Tredici è stato anche accusato di ritrarre il suicidio come un fenomeno di semplice causa-effetto, che risulta inevitabile per chi viene soggetto a bullismo o (nel caso della protagonista) violenza sessuale. «Molte persone sperimentano cose orribili e non pensano al suicidio, o pensano al suicidio e continuano a vivere, migliorando poi la loro situazione», racconta a Rolling Stone il Dr. April Foreman, psicologo e membro del consiglio di amministrazione dell’American Association of Suicidology. «Stiamo raccontando ai nostri figli l’orribile narrazione che se ti accadono queste cose brutte potresti pensare di ucciderti».
Netflix ha preso sul serio le critiche, creando un sito web che offre risorse per la salute mentale agli spettatori e rilasciando un disclaimer prima di ogni episodio. Sulla scia delle più recenti ricerche sulla serie, tuttavia, l’azienda sembra voler raddoppiare la sua difesa di Tredici: in una dichiarazione al New York Times, pur riconoscendo che la prevenzione dei suicidi “è un argomento di grande importanza e abbiamo lavorato sodo per garantire che gestiamo questo delicato problema responsabilmente,” l’azienda ha anche notato che i risultati dello studio più recente sono in conflitto con la ricerca della University of Pennsylvania, che ha analizzato che gli adolescenti che hanno visto la seconda stagione fino all’ultima puntata sono meno inclini a sperimentare autolesionismo e a pensare al suicidio.

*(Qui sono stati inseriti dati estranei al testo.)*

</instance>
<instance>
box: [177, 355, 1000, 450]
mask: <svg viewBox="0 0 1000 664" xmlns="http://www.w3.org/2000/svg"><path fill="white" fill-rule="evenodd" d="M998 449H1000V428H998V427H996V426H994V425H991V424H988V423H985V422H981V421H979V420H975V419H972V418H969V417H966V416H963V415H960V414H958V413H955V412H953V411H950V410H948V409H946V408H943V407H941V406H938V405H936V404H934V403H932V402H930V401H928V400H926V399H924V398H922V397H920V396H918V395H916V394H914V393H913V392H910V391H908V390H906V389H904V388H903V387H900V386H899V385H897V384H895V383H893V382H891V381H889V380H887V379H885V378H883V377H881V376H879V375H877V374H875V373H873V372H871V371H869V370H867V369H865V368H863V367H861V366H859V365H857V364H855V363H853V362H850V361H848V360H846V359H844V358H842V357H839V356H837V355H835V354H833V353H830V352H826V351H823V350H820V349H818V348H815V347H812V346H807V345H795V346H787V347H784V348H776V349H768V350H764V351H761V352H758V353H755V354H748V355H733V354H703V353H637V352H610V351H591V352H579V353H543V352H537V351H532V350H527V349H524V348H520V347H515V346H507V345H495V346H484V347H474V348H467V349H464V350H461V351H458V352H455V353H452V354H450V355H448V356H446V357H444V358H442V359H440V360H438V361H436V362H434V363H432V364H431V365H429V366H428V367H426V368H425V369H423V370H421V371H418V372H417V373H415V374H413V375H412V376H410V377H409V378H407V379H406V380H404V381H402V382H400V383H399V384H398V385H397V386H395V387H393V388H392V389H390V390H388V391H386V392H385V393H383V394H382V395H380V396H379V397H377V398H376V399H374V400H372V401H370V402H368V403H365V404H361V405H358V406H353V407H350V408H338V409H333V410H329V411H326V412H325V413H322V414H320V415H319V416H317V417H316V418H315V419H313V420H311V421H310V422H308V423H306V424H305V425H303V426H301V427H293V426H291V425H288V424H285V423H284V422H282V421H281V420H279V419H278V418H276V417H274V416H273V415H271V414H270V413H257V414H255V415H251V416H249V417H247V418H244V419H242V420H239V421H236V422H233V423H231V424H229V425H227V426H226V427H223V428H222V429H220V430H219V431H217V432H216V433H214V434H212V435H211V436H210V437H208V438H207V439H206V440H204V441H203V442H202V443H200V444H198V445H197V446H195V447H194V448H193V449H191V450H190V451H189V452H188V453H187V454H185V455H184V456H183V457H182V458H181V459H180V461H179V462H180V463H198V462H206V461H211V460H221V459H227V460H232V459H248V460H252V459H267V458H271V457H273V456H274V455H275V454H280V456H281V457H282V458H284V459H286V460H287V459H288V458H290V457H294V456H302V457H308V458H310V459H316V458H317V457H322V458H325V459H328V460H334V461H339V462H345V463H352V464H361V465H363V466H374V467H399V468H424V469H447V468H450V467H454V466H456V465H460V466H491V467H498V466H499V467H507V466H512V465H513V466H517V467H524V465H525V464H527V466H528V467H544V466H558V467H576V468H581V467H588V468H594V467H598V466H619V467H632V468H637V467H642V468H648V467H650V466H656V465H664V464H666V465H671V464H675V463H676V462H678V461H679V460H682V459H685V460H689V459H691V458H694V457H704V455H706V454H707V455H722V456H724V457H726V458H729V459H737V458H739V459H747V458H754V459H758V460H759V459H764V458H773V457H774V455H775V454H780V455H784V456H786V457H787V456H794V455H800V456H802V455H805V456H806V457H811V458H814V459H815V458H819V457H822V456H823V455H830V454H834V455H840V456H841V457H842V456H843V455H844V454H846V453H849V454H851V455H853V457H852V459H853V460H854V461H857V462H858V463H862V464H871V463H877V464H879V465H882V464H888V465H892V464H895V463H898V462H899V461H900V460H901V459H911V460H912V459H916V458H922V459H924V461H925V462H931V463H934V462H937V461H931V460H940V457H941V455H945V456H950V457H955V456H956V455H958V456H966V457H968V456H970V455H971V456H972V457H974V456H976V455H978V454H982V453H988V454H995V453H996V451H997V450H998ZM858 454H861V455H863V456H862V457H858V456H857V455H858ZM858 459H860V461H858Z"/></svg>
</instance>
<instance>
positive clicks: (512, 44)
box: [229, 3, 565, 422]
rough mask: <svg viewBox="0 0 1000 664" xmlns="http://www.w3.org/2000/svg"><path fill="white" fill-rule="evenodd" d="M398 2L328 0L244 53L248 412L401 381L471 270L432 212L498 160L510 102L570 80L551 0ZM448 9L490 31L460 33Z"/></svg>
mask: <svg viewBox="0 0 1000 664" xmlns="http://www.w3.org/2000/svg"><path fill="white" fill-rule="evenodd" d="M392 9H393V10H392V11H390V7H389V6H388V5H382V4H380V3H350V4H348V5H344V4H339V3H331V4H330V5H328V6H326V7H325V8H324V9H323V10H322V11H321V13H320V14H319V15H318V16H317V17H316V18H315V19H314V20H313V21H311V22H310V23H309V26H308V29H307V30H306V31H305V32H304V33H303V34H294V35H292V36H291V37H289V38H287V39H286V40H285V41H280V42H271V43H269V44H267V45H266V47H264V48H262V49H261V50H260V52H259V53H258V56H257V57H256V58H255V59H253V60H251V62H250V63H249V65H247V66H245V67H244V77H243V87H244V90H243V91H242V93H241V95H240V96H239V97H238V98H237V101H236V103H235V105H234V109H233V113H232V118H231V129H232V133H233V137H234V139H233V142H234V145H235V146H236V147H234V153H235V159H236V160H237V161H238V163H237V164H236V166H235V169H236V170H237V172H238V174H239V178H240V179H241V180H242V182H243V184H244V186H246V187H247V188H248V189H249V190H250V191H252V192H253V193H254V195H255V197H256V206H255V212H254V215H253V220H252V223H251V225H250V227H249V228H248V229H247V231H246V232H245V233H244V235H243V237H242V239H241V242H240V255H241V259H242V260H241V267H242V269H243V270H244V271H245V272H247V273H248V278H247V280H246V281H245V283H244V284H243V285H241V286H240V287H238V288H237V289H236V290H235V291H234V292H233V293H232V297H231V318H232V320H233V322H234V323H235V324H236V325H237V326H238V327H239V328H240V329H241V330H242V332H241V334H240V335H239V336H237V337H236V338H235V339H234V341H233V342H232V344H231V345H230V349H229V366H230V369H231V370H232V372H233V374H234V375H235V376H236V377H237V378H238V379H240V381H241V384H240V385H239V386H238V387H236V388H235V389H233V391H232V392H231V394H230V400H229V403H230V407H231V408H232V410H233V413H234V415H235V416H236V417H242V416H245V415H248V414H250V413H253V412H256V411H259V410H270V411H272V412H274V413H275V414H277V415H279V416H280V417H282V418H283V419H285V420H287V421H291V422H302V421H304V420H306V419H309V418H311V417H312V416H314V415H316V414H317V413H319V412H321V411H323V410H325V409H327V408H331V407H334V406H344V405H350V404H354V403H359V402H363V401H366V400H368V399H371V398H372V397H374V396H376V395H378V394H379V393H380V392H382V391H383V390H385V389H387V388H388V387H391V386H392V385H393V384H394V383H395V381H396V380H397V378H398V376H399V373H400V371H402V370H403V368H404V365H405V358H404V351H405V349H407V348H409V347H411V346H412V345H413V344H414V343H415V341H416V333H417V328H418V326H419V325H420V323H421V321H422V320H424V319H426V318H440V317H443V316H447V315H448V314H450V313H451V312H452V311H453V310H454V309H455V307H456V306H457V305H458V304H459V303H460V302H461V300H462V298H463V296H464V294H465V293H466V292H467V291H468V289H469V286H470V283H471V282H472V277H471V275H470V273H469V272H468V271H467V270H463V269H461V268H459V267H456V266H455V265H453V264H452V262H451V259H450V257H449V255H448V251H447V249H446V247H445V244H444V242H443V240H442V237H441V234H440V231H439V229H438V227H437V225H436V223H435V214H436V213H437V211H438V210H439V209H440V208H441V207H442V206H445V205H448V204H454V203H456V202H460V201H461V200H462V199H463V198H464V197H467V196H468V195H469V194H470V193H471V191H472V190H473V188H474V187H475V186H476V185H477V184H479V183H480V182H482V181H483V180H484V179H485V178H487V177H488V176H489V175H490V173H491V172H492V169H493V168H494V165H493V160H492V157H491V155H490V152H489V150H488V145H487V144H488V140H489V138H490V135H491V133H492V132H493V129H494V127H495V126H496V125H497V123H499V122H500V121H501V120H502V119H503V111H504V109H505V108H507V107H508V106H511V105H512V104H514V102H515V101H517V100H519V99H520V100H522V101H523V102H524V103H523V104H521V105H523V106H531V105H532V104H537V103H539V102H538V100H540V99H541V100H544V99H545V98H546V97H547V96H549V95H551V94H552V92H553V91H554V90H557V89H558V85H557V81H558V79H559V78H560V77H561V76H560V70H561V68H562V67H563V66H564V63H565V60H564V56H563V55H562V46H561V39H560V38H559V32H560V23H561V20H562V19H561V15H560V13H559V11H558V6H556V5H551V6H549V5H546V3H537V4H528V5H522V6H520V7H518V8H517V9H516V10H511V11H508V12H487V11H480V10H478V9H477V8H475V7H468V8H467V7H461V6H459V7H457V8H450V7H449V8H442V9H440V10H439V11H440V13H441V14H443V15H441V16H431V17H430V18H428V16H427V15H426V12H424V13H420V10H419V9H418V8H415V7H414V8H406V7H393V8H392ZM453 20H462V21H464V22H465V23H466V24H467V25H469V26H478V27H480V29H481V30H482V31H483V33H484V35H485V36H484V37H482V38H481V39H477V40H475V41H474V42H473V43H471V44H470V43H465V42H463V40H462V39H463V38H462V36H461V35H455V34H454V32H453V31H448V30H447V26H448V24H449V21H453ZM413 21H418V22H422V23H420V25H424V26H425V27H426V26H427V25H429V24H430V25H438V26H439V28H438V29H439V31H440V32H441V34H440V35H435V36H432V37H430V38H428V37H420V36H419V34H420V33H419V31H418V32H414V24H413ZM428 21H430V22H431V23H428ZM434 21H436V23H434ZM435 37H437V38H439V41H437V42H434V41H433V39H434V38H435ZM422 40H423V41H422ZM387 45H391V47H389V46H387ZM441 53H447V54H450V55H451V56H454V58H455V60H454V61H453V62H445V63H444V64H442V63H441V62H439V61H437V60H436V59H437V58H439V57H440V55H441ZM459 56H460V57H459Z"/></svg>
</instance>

Tuttavia, l’ultimo studio pubblicato sembra sostenere l’idea che Tredici potrebbe potenzialmente incoraggiare il suicidio, creando l'”effetto Werther”, un fenomeno spesso citato ma non compreso a fondo, in cui una maggiore copertura mediatica del suicidio porta le persone più a rischio a togliersi la vita. Alcuni studi hanno sostenuto questa idea, tra cui uno studio di recente pubblicazione che suggerisce che le visite al pronto soccorso e le telefonate alle hotline di prevenzione hanno avuto un picco in seguito alla copertura dei media per la morte suicida dell’attore Robin Williams nel 2014. C’è anche una ricerca che indica il contrario: cioè, che una maggiore copertura di storie positive di sopravvissuti che hanno sconfitto le tendenze suicide, potrebbe aiutare nella prevezione, grazie al cosiddetto “effetto Papageno”.
In conclusione, Foreman dice che semplicemente non sappiamo abbastanza circa le complesse motivazioni dietro i suicidi per arrivare a una “ferma conclusione scientifica” su ciò che lo causa. Nonostante le carenze di Tredici e le molte critiche legittime che i professionisti della salute mentale hanno mosso alla serie, il fatto che questo specifico studio JAACAP abbia indicato una correlazione piuttosto che una causalità significa che non sarebbe saggio affermare che Tredici abbia causato un aumento dei tassi di suicidio. «Chiunque sia a rischio di suicidio dovrebbe essere consapevole di ciò che sta guardando e della propria salute, ma è difficile per me dire che Tredici abbia causato direttamente dei suicidi», dice. «È molto più probabile che ci siano fattori complessi nella società, legati tra di loro. Ma non comprendiamo ancora abbastanza il suicidio».